貿易実務検定の合格率・難易度

貿易実務検定の概要

貿易実務検定は、1998年に第一回試験が実施された民間資格です。2013年3月までに、約10万人が出願しました。

貿易実務に関する民間資格の中では、一番メジャーな検定・資格といえます。

貿易実務検定には、C級、B級、A級の3つの級があります。A級が最上級で、2015年には新A級としてリニューアルされました。

C級は毎年5回、B級は3回、A級は2回、試験が実施されます。会場は全国主要都市10か所となっており、受験に便利な体制が整っています。

貿易実務検定の出題項目

貿易実務検定のC級は、貿易実務を始めて1年〜3年以上の人に向いている級とされます。基本的な業務をこなすための用語や業務の流れなどの知識を問います。
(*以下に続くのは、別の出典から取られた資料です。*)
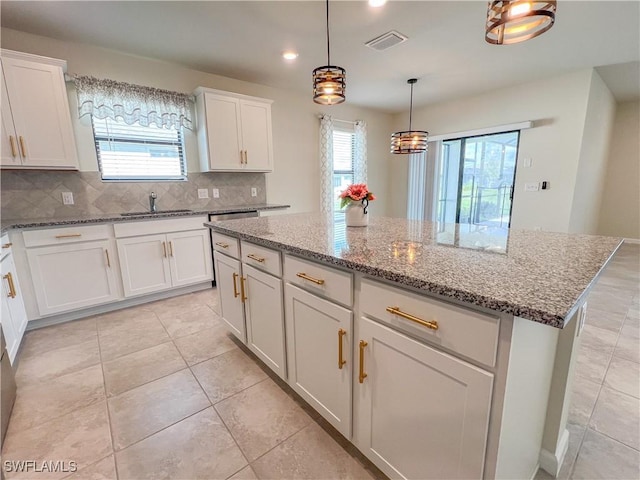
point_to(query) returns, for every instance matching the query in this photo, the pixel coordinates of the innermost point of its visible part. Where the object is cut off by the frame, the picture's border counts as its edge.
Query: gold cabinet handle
(433, 325)
(256, 258)
(362, 375)
(69, 235)
(14, 153)
(242, 289)
(22, 147)
(341, 361)
(235, 287)
(317, 281)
具体的な出題項目は、貿易と環境、貿易経済知識、貿易の流れ、貿易金融、貿易書類、貿易法務、通関知識、貿易保険、外国為替、商業英単語、英文解釈となっています。

B級もまた1〜3年以上の実務経験者を対象としていますが、C級の出題項目にクレーム、貿易マーケティングの2項目が加わります。
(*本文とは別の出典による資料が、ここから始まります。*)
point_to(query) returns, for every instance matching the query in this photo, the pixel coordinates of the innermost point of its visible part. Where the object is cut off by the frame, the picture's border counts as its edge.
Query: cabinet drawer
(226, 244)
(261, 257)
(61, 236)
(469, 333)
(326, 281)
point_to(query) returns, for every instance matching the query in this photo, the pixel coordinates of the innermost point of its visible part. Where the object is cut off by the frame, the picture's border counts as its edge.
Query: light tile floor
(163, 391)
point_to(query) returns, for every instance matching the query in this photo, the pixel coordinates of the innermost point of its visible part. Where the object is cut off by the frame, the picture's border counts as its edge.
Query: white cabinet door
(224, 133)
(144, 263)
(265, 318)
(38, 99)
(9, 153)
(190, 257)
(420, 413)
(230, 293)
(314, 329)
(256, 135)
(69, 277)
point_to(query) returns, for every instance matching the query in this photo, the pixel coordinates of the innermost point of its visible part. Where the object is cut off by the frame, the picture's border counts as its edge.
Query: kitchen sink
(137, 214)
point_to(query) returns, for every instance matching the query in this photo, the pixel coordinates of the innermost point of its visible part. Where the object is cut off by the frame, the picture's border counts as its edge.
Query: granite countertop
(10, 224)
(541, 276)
A級は、貿易実務においてより高度な判断ができる3~4年以上の経験者を対象としています。B級の項目に貿易税務、英作文が加わります。

各級の近年の合格率と難易度

2014年と2015年の各級の合格率は以下の通りです。(その年の合格率の最低値と最高値)

C級

2014年 55.10%~65.60%
2015年 52.80%~63.80%

B級

2014年 41.00%~62.20%
2015年 42.20%~47.30%

A級(2015年からは新A級)

2014年 34.30%~46.60%
2015年 25.80%~31.00%

合格基準点は、C級が2科目の合計160点(80%)を基準として試験委員長の定める点、B級は3科目の合計210点(70%)を基準として試験委員長の定める点、A級は各回毎の基準点(3科目の合計)、となっています。

C級がおおむね50%以上から60%以上の合格率で推移しており、比較的難易度が低いことが見てとれます。

B級は各回により合格率に幅があるようです。

A級は、2015年に新A級としてリニューアルされてから、かなり合格率が下がりました。試験自体の難易度が上がったと考えることができます。